Birileri el kol hareketleri yaparak söylendi, "Sokağın başından dönsen sanki incilerin dökülür, şuna bak maganda!"
Lüks BMW'ler, Audi'ler, Mercedesler, Land Rover'lar okulun kapısında köşe kapmaca oynuyordu. Annesine ait kıpkırmızı Mercedes A180 araçtan inen Ece'yi görünce kapıda duraksadı, arabanın şoför koltuğunda oturan annesini görünce başıyla selam verdi, kadın görmezden geldi ve aracını hareket ettirdi.
Tüm bu kalburüstü insanlar, karı koca çalışan üst düzey memurlar, hali vakti yerinde esnaflar, babadan zenginler, iş insanları, fabrika sahipleri, doktorlar, mühendisler, hemşireler, bankacılar, hepsi kendi geldiği dünyaya yabancıydı. Sanki herkes sütten çıkma ak kaşıktı da kendisi ve ailesi, şehrin varoşlarındaki tüm trajediyi omuzlarında taşıyan kara lekeler gibi uyumsuzdu. Evinden her sabah minibüsle gelip girdiği bu muhitte adeta herkes işaret parmağının ucunu ona çevirmiş ve bir düşmana bakar gibi alnını işaretlemişti. Onun hakında fısıldaşıyor, ona gülüyor, onu kınıyor, onu aralarında istemiyor ve her zaman bir açığını kolluyor gibiydiler. Tüm bu hisler genç zihni için yorucuydu. Şimdi yeni işi hakkında kendi kendisini bu insanların gözünde yargılıyor ve infaz ediyordu: Bittim ben! Ne halt ettim, beni afaroz edecekler!
Ece ise neşeyle gelip Meyil'e sarıldı. "Kankim yeni işin hayırlı olsun! Çok merak ediyorum ben de gelicem seninle!"
"Gelirsin bi ara."
İki genç kol kola girip okul bahçesinde yürümeye koyuldular, Ece hevesle arkadaşına sorular soruyordu. Meyil tüm gece mesajlaşmalarında her detayı ona anlatmıştı fakat Ece her şeyi tekrar dinlemekte ısrarlıydı. Meyil'in donuk yüz ifadesinden asıl varmak istediği konuya girdi. "Batuhan'ın haberi var mı?"
"Yok, mesaj bile atmadı."
"Hayret?"
"Uyuyakalmıştır öküz. Son görüldüsü saat 21'deydi."
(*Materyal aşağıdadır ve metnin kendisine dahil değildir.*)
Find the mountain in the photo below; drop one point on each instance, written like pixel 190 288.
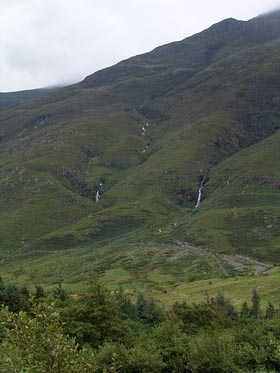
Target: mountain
pixel 14 98
pixel 149 137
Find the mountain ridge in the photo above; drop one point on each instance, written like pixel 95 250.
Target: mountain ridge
pixel 149 134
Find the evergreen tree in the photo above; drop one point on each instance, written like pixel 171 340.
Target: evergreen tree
pixel 39 292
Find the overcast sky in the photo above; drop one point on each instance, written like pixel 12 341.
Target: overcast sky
pixel 49 42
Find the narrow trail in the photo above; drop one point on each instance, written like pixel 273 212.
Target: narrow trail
pixel 206 252
pixel 220 264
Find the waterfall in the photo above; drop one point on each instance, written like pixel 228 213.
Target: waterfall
pixel 199 193
pixel 97 196
pixel 199 198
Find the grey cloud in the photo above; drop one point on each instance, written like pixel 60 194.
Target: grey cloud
pixel 48 42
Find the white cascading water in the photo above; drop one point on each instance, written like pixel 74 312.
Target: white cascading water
pixel 97 196
pixel 199 194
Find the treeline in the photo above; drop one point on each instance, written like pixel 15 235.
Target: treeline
pixel 98 331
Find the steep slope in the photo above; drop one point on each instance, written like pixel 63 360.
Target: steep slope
pixel 145 136
pixel 13 98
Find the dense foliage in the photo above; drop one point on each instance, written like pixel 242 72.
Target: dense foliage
pixel 102 332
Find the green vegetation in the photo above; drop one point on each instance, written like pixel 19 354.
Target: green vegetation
pixel 212 107
pixel 100 181
pixel 101 332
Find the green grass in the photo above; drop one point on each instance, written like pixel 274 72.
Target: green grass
pixel 212 104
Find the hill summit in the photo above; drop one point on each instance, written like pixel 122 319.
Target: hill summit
pixel 181 143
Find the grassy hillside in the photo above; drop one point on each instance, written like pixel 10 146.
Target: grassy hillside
pixel 147 134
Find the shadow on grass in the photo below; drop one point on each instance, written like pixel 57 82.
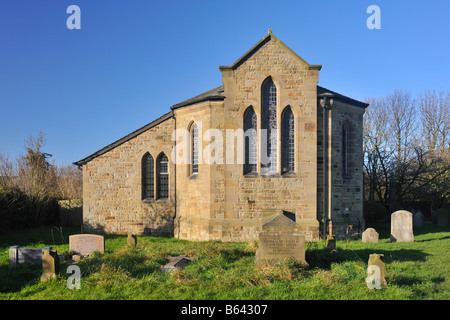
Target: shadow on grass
pixel 384 229
pixel 14 279
pixel 323 258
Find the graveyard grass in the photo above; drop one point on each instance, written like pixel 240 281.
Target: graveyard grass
pixel 418 270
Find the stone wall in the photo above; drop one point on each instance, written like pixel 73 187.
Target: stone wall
pixel 112 194
pixel 247 196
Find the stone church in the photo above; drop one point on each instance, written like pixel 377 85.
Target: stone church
pixel 282 145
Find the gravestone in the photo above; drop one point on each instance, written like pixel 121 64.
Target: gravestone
pixel 280 240
pixel 418 219
pixel 375 260
pixel 443 217
pixel 50 265
pixel 132 240
pixel 331 242
pixel 370 235
pixel 434 217
pixel 19 255
pixel 85 244
pixel 178 262
pixel 402 226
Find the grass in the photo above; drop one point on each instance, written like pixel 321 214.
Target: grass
pixel 418 270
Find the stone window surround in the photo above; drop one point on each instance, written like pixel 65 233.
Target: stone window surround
pixel 156 190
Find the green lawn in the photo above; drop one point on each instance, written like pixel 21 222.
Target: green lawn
pixel 419 270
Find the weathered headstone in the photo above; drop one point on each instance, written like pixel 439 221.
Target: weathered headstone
pixel 85 244
pixel 434 217
pixel 132 240
pixel 443 215
pixel 370 235
pixel 19 255
pixel 178 262
pixel 418 219
pixel 375 260
pixel 331 242
pixel 50 265
pixel 279 240
pixel 402 226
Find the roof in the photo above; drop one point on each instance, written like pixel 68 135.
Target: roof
pixel 216 94
pixel 124 139
pixel 321 91
pixel 259 44
pixel 212 95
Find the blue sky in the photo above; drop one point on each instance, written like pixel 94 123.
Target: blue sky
pixel 132 60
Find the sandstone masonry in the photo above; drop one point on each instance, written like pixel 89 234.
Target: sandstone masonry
pixel 220 202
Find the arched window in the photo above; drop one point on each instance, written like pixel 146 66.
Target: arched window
pixel 193 130
pixel 162 164
pixel 269 126
pixel 148 173
pixel 287 141
pixel 250 143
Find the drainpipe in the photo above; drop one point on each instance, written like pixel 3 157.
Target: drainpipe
pixel 325 97
pixel 175 172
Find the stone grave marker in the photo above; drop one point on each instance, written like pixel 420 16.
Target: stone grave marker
pixel 19 255
pixel 402 226
pixel 370 235
pixel 178 262
pixel 331 242
pixel 132 240
pixel 443 217
pixel 418 219
pixel 85 244
pixel 279 240
pixel 375 260
pixel 50 265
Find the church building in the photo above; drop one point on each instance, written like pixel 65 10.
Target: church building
pixel 267 141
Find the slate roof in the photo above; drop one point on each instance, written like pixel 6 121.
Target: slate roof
pixel 340 97
pixel 216 94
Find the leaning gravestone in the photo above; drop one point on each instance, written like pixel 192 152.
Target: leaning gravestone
pixel 402 226
pixel 50 265
pixel 331 242
pixel 85 244
pixel 375 260
pixel 418 219
pixel 443 216
pixel 132 240
pixel 19 255
pixel 280 240
pixel 370 235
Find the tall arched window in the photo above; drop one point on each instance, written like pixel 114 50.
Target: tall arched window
pixel 148 174
pixel 269 126
pixel 193 130
pixel 287 141
pixel 162 164
pixel 250 143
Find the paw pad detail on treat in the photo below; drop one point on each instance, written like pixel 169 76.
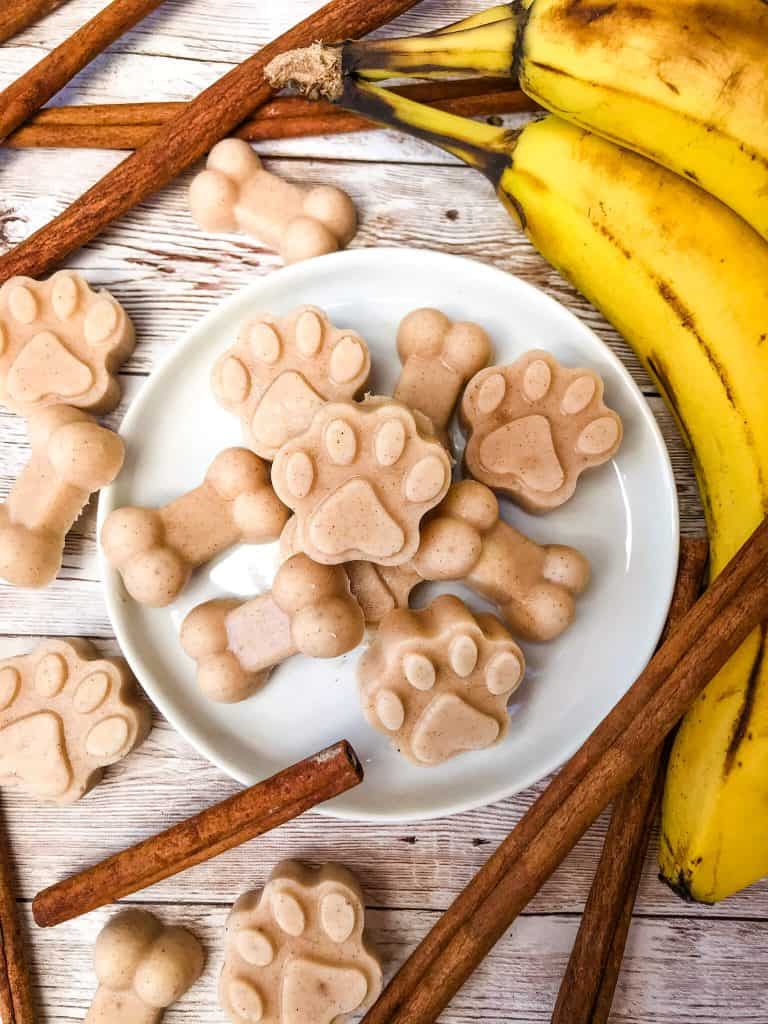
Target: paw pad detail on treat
pixel 295 952
pixel 437 681
pixel 281 371
pixel 535 426
pixel 60 342
pixel 65 714
pixel 359 480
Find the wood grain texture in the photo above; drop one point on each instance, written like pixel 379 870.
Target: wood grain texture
pixel 685 964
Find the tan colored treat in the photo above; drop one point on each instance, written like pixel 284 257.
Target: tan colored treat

"Şarkıcılık işine ne diyecek sence?"
"Ne diyebilir kankim, ona soracak halim yok."
Ece, omuz silkti ve olacakları beklemeye koyuldu. Kendisi dün gece aynı anda Meyil ile yazışırken ekran görüntülerini sevgilisi Tuna'ya iletmişti ve Tuna da Batuhan'a çoktan her şeyi anlatmıştı. İlk teneffüste beklediği gibi oldu. Batuhan sınıfının kapısına dayanmış çok öfkeli görünüyordu.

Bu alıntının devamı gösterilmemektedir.